Added matrix functions, numeral tensors, better returns & removed unnecessary POC code #8

anshuman23 · 2018-05-26T20:04:34Z

@josevalim, I have added a lot of functionality in this PR. I first give the high level overview of these functionalities and then the code follows at the end to exemplify them:

Matrix functions: Since Elixir doesn't have something like Numpy in Python, we needed some matrix capabilities. I was actually writing most of this myself but then saw some examples in the Blackberry Erlang OTP which I adopted into the Tensorflex code base after some changes.
Tensor capabilities: Numeral tensors are now fully supported. This makes use of the above matrix functions to achieve what is required
Improved return statements: Wherever a successful return is being made, now a tuple with an :ok atom is returned and whenever the error is a case of bad input arguments I have switched to returning enif_make_badarg
Removed code from POC days: A lot of code was just lying around that was not being used that was written by me pre-GSoC results, as part of the POC. I have removed this now.

CODE EXAMPLES

Matrix functions:
- Matrices are created using create_matrix which takes number of rows, number of columns and list(s) of matrix data as inputs
- matrix_pos help get the value stored in the matrix at a particular row and column
- size_of_matrix returns a tuple of the size of matrix as {number of rows, number of columns}
- matrix_to_lists returns the data of the matrix as list of lists

iex(1)> m = Tensorflex.create_matrix(2,3,[[2.2,1.3,44.5],[5.5,6.1,3.333]])
#Reference<0.1012898165.3475636225.187946>

iex(2)> Tensorflex.matrix_pos(m,2,1)
5.5

iex(3)> Tensorflex.size_of_matrix m
{2, 3}

iex(4)> Tensorflex.matrix_to_lists m
[[2.2, 1.3, 44.5], [5.5, 6.1, 3.333]]

Numeral Tensors:
- Basically float_tensor handles numeral tensors. It has two variants: one that takes in just 1 argument and the other which takes in 2 arguments
- The one which takes 1 argument is just for making a tensor out of a single number
- The 2 argument variant is actually more important and is used for multidimensional Tensors
- Here, the first argument is the values and the second consists of the dimensions of the Tensor. Both these are matrices

iex(1)> dims = Tensorflex.create_matrix(1,3,[[1,1,3]])
#Reference<0.3771206257.3662544900.104749>

iex(2)> vals = Tensorflex.create_matrix(1,3,[[245,202,9]])
#Reference<0.3771206257.3662544900.104769>

iex(3)> Tensorflex.float_tensor 123.12
{:ok, #Reference<0.3771206257.3662544897.110716>}

iex(4)> {:ok, ftensor} = Tensorflex.float_tensor(vals,dims)
{:ok, #Reference<0.3771206257.3662544897.111510>}

iex(5)> Tensorflex.tensor_datatype ftensor
{:ok, :tf_float}

Better return statements:
- Basically added the :ok atom to every successful return in a function, including all previously written functions
- For incorrect input arguments, switched to returning enif_make_badarg

iex(1)> Tensorflex.string_tensor 123
** (ArgumentError) argument error
    (tensorflex) Tensorflex.string_tensor(123)
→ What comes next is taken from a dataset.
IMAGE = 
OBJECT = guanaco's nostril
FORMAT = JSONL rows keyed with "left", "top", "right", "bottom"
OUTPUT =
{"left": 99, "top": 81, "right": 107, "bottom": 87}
iex(2)> Tensorflex.string_tensor "123"
{:ok, #Reference<0.3771206257.3662544897.113000>}

…removed unused POC functions

josevalim · 2018-05-28T10:52:36Z

Hi @anshuman23!

Let's ping @versilov since he has recently worked on matrex (see discussion.

If @versilov is already working on a matrex library based on NIFs, maybe we can unify the efforts?

@versilov how would the two NIF libraries interoperate? Is matrex keeping the matrix as a binary? If so, could the NIF side of tensforlow simply rely on this binary format?

It seems we are all working together improving Elixir for data science, so we should probably be in touch. :)

versilov · 2018-05-28T14:56:54Z

Hello @josevalim, @anshuman23!

Yes, matrex definitely uses the same binary format. The difference is in size. Matrex uses 32bit values (ints and floats), while in tensorflex I see 64 bit values. (BTW, will unsigned, used for the dimensions of the matrix, be of the same size on all platforms? May be it would be better to be more specific there with uint64_t?)

I think 32 bit values will be sufficient for the most tasks. Anyway, I consider to add support for different value types and different shapes to the Matrex.

@anshuman23, please, give matrex a try in tensorflex and feel free to send feature requests to me — I'll try to implement them ASAP, cuz that's what matrex needs now to polish the API.

PS: I'am not familiar with TF, but is it OK to feed array of doubles into this function with TF_FLOAT flag?

TF_NewTensor(TF_FLOAT, dims, ndims, mx1.p->data, (size_alloc) * sizeof(double), tensor_deallocator, 0);

anshuman23 · 2018-05-29T17:24:56Z

Hi @josevalim and @versilov!

Sorry for the delayed reply, I did not have internet connectivity as I was on vacation and have just returned.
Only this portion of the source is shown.